Jeremy Shuhao Lin has taken the New York City sports world by storm these last few days. The Knicks’ third-string point guard, he has started the last two games and responded with a combined 53 points and 15 assists. Only 23, the 6’3″ (190.5 cm) point guard graduated from Harvard and has kicked around the league for over a year before getting his big chance and making the most of it.
Jeremy’s parents emigrated from Taiwan. His father’s family is from Beidou, Changhua while his mother’s family came to Taiwan from Zhejiang province in China. Both are 5’6″ (167.6 cm) tall but luckily he grew far beyond that.

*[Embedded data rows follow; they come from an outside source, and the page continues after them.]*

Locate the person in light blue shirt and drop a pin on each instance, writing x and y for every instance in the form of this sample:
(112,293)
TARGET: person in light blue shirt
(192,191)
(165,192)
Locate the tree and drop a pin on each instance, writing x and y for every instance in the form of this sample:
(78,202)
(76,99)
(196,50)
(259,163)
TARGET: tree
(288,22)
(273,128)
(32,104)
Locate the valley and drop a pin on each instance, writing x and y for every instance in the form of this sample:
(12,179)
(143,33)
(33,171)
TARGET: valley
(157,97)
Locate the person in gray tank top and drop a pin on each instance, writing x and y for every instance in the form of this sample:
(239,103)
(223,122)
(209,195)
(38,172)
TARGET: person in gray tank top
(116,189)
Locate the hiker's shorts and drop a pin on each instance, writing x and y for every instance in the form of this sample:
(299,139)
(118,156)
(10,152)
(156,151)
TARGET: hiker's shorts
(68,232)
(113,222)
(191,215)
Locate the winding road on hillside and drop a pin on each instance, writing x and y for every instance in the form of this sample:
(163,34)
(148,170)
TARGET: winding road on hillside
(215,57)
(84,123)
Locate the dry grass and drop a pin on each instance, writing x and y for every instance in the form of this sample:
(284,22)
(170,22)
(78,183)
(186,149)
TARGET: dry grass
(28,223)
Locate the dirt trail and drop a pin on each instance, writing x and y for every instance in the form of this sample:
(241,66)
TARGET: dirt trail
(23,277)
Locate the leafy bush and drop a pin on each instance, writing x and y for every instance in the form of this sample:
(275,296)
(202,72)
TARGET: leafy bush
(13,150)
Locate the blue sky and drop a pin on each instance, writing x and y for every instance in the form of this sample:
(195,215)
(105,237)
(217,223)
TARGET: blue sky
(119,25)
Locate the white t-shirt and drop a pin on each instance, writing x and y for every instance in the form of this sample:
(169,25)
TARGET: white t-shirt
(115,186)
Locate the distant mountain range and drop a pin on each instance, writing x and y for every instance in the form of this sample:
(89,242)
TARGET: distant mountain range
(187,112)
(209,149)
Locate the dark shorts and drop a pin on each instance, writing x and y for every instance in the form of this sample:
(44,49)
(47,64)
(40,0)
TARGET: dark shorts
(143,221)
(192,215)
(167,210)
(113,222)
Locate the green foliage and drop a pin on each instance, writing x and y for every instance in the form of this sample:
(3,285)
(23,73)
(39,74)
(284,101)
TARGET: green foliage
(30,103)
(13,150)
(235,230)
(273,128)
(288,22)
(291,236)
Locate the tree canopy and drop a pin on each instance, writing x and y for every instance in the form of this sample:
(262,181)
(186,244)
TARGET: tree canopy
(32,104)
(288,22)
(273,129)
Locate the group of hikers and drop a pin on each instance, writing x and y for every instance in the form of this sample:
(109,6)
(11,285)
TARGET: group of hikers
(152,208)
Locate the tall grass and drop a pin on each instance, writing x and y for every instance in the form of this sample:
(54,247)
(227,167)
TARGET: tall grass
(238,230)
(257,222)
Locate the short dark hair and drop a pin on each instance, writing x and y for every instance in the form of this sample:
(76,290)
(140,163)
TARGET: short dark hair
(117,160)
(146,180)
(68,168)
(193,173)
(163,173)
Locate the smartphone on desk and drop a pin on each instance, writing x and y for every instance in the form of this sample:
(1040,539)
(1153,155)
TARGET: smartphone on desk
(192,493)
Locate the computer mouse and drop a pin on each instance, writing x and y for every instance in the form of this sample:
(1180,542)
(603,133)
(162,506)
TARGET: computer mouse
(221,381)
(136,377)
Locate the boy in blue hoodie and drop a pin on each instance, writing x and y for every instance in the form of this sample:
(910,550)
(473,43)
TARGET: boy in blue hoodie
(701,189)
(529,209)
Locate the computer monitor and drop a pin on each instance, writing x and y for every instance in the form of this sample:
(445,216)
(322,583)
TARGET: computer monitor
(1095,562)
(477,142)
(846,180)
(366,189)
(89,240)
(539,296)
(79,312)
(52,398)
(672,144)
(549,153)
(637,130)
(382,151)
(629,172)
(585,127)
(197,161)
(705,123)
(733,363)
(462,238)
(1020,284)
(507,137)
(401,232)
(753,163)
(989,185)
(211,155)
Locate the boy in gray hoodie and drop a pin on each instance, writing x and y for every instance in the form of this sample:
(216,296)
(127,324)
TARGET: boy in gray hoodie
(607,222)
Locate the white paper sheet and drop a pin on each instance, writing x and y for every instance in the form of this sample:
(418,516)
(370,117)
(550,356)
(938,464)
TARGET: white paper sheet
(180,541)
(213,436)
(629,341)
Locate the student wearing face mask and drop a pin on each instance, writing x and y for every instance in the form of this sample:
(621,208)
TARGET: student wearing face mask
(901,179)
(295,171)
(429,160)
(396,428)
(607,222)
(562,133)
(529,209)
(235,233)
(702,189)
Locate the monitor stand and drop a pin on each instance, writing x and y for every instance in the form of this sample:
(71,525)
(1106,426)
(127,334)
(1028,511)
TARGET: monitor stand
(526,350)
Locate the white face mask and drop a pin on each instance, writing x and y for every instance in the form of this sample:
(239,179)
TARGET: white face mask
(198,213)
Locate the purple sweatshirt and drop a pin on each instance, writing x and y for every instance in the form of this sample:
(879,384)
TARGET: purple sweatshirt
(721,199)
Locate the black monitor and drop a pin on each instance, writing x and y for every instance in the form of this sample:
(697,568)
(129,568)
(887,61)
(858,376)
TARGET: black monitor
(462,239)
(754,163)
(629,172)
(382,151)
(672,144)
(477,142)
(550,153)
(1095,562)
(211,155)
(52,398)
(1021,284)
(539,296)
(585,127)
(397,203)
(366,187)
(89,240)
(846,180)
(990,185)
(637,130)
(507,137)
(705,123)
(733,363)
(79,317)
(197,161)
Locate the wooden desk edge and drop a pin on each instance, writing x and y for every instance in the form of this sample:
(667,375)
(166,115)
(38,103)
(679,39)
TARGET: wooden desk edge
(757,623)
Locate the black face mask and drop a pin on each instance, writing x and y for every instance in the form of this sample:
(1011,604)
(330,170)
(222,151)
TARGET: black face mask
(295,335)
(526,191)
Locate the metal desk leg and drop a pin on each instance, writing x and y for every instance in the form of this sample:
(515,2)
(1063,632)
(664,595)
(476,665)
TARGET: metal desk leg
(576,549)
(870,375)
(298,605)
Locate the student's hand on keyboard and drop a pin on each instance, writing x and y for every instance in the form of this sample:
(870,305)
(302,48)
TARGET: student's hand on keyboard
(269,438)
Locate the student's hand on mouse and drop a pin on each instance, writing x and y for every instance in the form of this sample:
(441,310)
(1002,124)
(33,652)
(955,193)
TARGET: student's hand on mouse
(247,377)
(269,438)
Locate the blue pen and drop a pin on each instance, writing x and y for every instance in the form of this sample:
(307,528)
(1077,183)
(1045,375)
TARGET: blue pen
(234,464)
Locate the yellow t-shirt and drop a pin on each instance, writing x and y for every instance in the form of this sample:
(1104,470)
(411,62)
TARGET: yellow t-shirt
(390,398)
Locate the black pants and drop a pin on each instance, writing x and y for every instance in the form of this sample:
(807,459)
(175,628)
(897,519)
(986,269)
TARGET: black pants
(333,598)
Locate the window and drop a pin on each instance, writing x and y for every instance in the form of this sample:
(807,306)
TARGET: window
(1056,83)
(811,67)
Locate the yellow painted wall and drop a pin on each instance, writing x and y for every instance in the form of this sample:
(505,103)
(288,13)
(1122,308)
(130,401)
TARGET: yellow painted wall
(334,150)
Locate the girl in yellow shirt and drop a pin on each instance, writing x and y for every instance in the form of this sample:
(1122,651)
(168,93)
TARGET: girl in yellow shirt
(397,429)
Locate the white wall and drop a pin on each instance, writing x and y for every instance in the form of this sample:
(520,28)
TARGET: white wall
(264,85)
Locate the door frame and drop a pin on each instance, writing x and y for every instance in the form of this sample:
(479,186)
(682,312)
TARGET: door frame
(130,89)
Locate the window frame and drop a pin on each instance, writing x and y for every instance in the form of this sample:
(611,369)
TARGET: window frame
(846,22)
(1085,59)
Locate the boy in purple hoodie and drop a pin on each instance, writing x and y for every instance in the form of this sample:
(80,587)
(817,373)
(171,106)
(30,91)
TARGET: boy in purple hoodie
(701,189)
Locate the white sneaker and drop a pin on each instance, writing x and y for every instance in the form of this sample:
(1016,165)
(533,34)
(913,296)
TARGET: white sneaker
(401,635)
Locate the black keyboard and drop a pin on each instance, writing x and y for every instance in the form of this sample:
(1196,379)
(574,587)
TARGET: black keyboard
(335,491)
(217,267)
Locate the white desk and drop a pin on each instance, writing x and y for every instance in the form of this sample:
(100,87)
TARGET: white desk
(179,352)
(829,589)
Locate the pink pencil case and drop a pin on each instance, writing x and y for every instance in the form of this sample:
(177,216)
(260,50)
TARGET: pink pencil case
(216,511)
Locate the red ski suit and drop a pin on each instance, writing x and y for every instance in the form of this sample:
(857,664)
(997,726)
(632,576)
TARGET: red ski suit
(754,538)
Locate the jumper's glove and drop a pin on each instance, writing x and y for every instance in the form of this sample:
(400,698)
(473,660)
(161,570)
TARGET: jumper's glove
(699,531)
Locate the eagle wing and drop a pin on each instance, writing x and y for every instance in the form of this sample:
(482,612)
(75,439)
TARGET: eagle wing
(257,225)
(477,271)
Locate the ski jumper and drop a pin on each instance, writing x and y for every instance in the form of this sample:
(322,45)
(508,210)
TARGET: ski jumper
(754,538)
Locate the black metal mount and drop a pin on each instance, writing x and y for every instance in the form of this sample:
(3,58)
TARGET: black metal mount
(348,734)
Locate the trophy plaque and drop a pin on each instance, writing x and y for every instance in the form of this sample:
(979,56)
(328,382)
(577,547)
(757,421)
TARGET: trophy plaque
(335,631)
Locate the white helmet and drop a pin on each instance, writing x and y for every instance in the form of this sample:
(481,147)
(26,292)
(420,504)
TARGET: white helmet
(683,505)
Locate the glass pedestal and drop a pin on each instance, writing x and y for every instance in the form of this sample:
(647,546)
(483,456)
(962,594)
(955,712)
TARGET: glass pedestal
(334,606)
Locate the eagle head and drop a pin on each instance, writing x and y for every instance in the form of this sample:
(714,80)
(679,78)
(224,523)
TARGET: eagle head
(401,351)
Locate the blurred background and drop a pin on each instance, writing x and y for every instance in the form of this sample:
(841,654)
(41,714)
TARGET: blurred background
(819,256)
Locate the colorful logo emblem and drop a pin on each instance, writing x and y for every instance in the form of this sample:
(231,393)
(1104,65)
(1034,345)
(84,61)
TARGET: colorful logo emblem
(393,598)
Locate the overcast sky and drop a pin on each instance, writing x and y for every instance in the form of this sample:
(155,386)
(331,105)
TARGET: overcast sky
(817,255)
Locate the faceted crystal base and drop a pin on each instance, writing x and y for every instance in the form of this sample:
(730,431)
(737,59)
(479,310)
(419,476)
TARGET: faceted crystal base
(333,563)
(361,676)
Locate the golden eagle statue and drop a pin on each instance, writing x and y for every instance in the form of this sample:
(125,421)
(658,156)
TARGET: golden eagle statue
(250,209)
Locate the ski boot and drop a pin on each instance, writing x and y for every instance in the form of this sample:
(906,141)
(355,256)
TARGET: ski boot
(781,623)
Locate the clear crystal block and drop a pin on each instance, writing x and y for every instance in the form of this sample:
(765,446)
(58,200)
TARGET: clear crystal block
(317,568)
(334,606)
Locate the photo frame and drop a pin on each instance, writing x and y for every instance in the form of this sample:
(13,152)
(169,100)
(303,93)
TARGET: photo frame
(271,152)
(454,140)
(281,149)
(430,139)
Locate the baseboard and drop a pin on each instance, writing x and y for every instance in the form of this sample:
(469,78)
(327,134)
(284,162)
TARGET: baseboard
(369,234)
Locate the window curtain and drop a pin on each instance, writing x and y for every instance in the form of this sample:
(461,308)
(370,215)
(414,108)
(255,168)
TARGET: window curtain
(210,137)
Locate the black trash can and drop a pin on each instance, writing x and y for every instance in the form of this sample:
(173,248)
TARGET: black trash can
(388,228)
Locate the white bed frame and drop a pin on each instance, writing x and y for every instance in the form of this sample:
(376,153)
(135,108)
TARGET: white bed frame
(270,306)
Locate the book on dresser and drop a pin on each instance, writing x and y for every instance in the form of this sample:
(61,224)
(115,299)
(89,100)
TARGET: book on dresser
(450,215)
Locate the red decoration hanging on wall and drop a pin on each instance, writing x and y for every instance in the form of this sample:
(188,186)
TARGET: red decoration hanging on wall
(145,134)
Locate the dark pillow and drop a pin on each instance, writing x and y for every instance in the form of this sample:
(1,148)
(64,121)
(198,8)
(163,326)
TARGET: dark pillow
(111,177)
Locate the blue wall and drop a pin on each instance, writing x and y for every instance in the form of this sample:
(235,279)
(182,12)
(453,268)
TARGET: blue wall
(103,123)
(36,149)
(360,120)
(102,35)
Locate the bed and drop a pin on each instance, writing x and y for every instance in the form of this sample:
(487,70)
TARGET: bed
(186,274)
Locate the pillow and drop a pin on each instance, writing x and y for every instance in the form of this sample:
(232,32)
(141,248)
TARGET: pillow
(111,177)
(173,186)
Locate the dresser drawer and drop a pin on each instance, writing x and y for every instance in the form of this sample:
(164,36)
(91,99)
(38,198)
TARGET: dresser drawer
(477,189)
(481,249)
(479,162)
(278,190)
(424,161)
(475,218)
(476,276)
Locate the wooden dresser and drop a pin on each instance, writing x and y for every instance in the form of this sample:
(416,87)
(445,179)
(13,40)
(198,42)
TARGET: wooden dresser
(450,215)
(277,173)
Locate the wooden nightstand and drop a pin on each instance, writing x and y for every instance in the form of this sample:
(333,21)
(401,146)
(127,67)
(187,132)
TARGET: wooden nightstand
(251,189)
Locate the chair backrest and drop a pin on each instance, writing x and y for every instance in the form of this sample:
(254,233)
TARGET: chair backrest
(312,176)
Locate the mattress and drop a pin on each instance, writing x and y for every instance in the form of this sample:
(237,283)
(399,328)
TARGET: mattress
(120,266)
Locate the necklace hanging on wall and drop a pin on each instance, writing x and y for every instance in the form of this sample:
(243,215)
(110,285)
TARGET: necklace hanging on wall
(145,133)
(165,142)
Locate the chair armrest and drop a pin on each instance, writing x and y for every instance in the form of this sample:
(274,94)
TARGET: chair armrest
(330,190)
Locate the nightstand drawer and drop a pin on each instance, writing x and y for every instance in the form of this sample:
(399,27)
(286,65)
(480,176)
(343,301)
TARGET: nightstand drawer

From Palo Alto, California, Lin led Palo Alto High School to the State Championship, upsetting powerhouse Mater Dei. Though a virtually unanimous choice for California Player of the Year, the PAC-10 schools would only take him as a walk-on so he decided on Harvard, where they do not offer athletic scholarships. In his junior and senior years, he was First Team All-Ivy League and one of the best players in the country.
So did he get drafted? Jeremy Lin is one of those players that doesn’t stand out on the first look but the more you see of him, the more he impresses. The scheduled workouts weren’t his forte; he is the consummate team player that sees the entire floor and makes the right decisions to make all his teammates better. He finally signed with the Golden State Warriors, his home town team and the crowd loved him though his minutes were few. He ended up in the D-League and was disappointed in his rookie season where he averaged 2.6 points in 29 games.
Waived by the Warriors to free up money, he bounced from the Houston Rockets to the New York Knicks, when he was claimed shortly after Christmas, played a bit, was sent down to the D-League once more and finally called up as the third string point guard.
Then everything changed. Coach Mike D’Antoni, frustrated with his team’s poor guard play, decided to start Lin against the Nets on February 4th and all his did was score 25 points, snap up 5 rebounds and hand out 7 assists with only one turnover in a 99-92 victory. More importantly, he got his teammates involved, getting the ball to his scorers and creating movement in the offense. In his next game, he went for 28 points and 8 assists in a Knicks win over the Jazz.
Can he keep it up? The rest of the league will develop a book on him but what he does is spread the floor and run the pick and roll, something the Knicks have been lacking this year. He can take it to the rim and though his scoring will decrease once star Carmelo Anthony comes back from injury, that will only make the team better. No one knows if this is a shot in the dark or a coming of age, only time will tell but right now Knicks fans (including me) couldn’t be happier.